Stefania (a sinistra) e Paola Cappa, le cugine di Chiara Poggi, con il fotomontaggio
Garlasco (Pavia) – Ipotesi parallele, tra vecchi sms, attrezzi ripescati dal canale e nuovi accertamenti. “Mi sa che abbiamo incastrato Stasi” è uno dei 280 messaggi che sarebbero agli atti della Procura di Pavia nelle riaperte indagini sull’omicidio di Chiara Poggi a Garlasco il 13 agosto 2007. È attribuito a Paola Cappa, gemella di Stefania e cugina di Chiara, inviato a un amico.
Le “gemelle K“, come vennero allora ribattezzate le cugine della vittima, non sono mai state indagate, né citate nel lungo iter giudiziario che ha portato alla condanna definitiva di Alberto Stasi ai 16 anni che sta ormai quasi finendo di scontare.
Ma il “supertestimone“, intervistato dalla trasmissione televisiva “Le Iene“ e dopo ascoltato dai carabinieri di Milano che stanno indagando su delega della Procura di Pavia, ha riferito, come confidenza ricevuta da una persona poi deceduta, che forse la cugina Stefania sarebbe stata vista gettare qualcosa nel cavo Bozzoni a Tromello, vicino alla casa (ora disabitata) che era dei nonni.

Tanto è bastato per riportare la gemella, che ora è avvocato, nel tritacarne mediatico che già l’aveva portata a presentare querele, come ancora ieri hanno annunciato i legali della famiglia Poggi, per “ricostruzione offensive” da parte di una dozzina di blogger e siti web. Sono riemersi i verbali delle deposizioni rilasciate da Stefania Cappa pochi giorni dopo il delitto, quando ancora Stasi non era indagato ma solo il fidanzato della cugina uccisa. E nella trasmissione televisiva “Chi l’ha visto?” viene mostrato un video con un abbraccio e una conversazione tra i due.
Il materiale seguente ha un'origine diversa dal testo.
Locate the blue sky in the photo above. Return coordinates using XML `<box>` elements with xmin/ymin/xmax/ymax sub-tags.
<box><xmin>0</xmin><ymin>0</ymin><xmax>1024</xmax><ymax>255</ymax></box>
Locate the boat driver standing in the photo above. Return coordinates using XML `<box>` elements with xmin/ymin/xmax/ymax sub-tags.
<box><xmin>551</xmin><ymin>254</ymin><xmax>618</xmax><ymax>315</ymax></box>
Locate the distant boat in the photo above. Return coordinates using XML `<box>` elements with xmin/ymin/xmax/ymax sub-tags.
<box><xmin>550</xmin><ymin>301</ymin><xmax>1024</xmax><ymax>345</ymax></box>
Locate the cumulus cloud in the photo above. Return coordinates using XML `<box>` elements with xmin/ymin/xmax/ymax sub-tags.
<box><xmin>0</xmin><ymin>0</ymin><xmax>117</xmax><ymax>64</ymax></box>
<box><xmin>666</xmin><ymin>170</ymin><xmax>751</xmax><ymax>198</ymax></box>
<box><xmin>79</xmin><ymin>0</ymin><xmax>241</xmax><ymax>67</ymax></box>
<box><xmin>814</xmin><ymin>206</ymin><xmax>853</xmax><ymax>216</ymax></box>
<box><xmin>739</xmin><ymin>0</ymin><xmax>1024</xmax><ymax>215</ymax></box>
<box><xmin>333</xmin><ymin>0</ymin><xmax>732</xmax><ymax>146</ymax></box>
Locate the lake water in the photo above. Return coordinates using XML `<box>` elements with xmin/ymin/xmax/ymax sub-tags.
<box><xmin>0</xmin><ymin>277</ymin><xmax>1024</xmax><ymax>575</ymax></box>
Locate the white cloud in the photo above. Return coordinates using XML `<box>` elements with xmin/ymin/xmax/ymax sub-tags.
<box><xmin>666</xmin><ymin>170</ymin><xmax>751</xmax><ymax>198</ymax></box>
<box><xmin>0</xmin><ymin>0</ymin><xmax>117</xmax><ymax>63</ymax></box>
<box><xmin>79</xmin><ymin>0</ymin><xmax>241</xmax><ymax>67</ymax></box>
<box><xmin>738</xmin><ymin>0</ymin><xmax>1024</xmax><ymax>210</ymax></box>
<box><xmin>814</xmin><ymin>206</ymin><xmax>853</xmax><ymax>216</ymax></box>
Gli sms delle cugine non è chiaro che attinenza possano avere con il delitto né con le nuove indagini, ma è un dato di fatto che i carabinieri hanno voluto verificare la testimonianza con il dragaggio del canale di mercoledì, operazione nella quale sono stati recuperati alcuni ‘reperti’ che dovranno ora essere sottoposti ad accertamenti per scoprire se possano essere databili e collegabili all’omicidio. Le indiscrezioni che parlano del ritrovamento “anche di un martello” ripescato nel canale hanno fatto riemergere il tema dell’arma del delitto, mai trovata.
Come ricorda la sentenza dell’Appello-bis “erano ipotizzate in un primo tempo delle forbici da sarto, poi un martello da muratore”, diverso peraltro da quello sparito da casa Poggi, come scritto nella prima sentenza del Gup: “Un martello da carpentiere (quello che ha il battente da una parte ed una specie di punta biforcuta dall’altra): tipologia di martello, dunque, che non sarebbe chiaramente compatibile con le caratteristiche di alcune delle lesioni riscontrate”.
Il fascicolo aperto dalla Procura per gli accertamenti disposti a verifica della testimonianza sarebbe comunque diverso da quello che vede invece indagato Andrea Sempio, che ieri è tornato con la madre alla caserma dei carabinieri di Milano, accompagnato dall’avvocato Angela Taccia, per recuperare i telefoni cellulari che erano stati prelevati nelle perquisizioni di mercoledì per fare le copie forensi.
Venerdì 16 maggio, alle 11, è invece fissata l’udienza, davanti al Gip del Tribunale di Pavia Daniela Garlaschelli, per l’incidente probatorio sulle nuove analisi chieste dalla Procura, dopo la ‘falsa partenza’ dello scorso 9 aprile che aveva portato alla ricusazione del perito Emiliano Giardina e alla successiva nomina dei due nuovi periti della polizia scientifica, la genetista forense Denise Albani e l’esperto dattiloscopico Domenico Marchigiani.